Other fillings for stuffed burgers (quantities are for 1 pound of ground meat divided into 4 small burgers)

•1/2 cup minced sun-dried tomatoes packed in oil (or use sun-dried tomato pesto) mixed with 1/2 cup crumbled feta cheese.

•1/4 cup basil pesto mixed with 1 cup mozzarella cheese.

•2 strips cooked, crumbled bacon mixed with 1 cup cheddar cheese.

•3/4 cup Central Market's truffle mushroom spread (sold in bulk in the refrigerated case).


•Keep ground meat and raw hamburger patties refrigerated, especially if you form your burger patties before the fire is ready.

•Wash your hands before and after handling the meat.

•Thoroughly wash all surfaces that come into contact with raw meat.

•Do not cook burgers to rare or medium rare. If you're uncertain about doneness, invest in an instant-read thermometer, and cook until the internal temperature registers 160 F. T.D.


Preparing the grill

Heat coals in a chimney fire starter until they are covered with gray ash. Spread the coals over the bottom of the grill. Set the cooking rack in place, and preheat the grill, covered, for 5 minutes.

If using a gas grill, preheat the grill with all burners set to high and the lid down for 15 minutes. Use a wire brush to scrape the cooking grate clean. Oil the grate by dipping a small wad of paper towels in vegetable oil, and holding the wad with tongs, wipe the grill rack.

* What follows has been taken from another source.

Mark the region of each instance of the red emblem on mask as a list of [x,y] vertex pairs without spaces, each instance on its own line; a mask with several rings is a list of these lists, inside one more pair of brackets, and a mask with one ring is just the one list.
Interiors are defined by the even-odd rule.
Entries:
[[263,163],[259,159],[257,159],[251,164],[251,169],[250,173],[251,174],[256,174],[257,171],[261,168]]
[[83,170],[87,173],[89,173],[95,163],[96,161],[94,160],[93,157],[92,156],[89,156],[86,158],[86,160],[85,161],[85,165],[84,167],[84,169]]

Cooking the burgers Cook over a medium-hot grill (test by placing your hand 5 inches above the grate; you should be able to hold it there for 3 to 4 seconds). Place the burgers on the hot grate, and sear the first side (this may take 2 1/2 to 3 1/2 minutes). You want the burger to develop a crust on the outside. Don't flip the burgers repeatedly - one turn per side is enough. Don't press down on the burgers with a spatula - it squeezes out the juice and dries them out. When the first side is seared and crusted, flip and cook the other side. If you are using a gas grill, cook covered for 3 1/2 to 4 1/2 minutes per side.